Coursify

System Design for Software Engineers

CDNs: Delivering Content at the Edge

CDNs: Delivering Content at the Edge

A Content Delivery Network (CDN) is a geographically distributed group of servers that work together to provide fast delivery of internet content. A CDN allows for the quick transfer of assets needed for loading internet content including HTML pages, javascript files, stylesheets, images, and videos.
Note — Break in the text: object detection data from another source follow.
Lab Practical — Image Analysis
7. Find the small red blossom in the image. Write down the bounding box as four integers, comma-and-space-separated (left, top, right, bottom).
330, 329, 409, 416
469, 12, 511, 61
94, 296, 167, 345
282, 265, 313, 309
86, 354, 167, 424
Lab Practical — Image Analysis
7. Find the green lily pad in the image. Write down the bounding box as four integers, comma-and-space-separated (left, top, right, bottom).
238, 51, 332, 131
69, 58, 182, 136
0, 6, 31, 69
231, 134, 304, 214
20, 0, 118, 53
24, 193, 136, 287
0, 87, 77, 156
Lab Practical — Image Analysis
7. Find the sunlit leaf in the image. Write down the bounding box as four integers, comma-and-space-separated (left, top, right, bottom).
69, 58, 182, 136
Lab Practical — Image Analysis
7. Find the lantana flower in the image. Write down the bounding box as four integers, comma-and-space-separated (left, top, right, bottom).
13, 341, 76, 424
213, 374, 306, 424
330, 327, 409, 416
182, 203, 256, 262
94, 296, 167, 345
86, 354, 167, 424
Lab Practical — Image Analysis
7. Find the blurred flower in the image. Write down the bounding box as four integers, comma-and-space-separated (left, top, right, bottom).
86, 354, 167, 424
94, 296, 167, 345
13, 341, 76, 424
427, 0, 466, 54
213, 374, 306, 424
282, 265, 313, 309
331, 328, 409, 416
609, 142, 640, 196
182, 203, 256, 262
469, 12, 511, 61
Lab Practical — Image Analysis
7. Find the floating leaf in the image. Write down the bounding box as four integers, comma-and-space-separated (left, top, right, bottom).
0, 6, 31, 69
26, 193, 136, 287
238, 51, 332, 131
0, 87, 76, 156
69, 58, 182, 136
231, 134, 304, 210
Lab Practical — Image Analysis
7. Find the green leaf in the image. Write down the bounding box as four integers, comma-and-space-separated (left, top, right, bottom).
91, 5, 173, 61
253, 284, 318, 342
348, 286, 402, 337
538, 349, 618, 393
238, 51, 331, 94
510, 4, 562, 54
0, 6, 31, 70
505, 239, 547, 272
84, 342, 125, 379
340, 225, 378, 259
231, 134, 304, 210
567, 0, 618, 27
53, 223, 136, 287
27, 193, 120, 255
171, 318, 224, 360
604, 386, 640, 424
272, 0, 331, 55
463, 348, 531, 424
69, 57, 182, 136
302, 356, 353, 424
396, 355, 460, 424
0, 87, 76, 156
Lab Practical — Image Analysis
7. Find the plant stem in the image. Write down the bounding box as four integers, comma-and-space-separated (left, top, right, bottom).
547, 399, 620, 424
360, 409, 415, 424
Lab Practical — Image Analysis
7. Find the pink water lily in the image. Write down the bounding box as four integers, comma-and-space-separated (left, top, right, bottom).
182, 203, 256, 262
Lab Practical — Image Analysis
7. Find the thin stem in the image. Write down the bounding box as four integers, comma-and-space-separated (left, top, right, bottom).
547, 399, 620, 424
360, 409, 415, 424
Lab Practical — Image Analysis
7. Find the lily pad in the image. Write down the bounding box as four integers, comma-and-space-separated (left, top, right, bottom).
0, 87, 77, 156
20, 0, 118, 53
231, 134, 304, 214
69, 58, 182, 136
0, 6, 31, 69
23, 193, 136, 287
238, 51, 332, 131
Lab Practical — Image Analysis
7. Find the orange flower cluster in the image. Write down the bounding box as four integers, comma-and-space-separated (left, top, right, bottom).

Without a CDN, every user in the world must fetch content from your origin server, potentially thousands of miles away. With a CDN, users fetch content from an Edge Location much closer to them, drastically reducing latency.

How a CDN Works

  1. User Request: A user in Tokyo requests an image from example.com.
  2. DNS Routing: The DNS server for example.com returns the IP address of the nearest CDN edge server (using Anycast or GeoDNS).
  3. Cache Hit: If the edge server has the image in its cache, it serves it immediately.
  4. Cache Miss: If the edge server doesn't have the image, it fetches it from the Origin Server (your main server), saves it locally for future requests, and serves it to the user.

Push vs. Pull CDNs

  • Pull CDN: The CDN pulls content from your origin server only when a user requests it for the first time. This is the most common approach and is very easy to set up.
  • Push CDN: You proactively push content to the CDN servers whenever it changes. This is useful for large files or content that doesn't change often but needs to be available instantly globally.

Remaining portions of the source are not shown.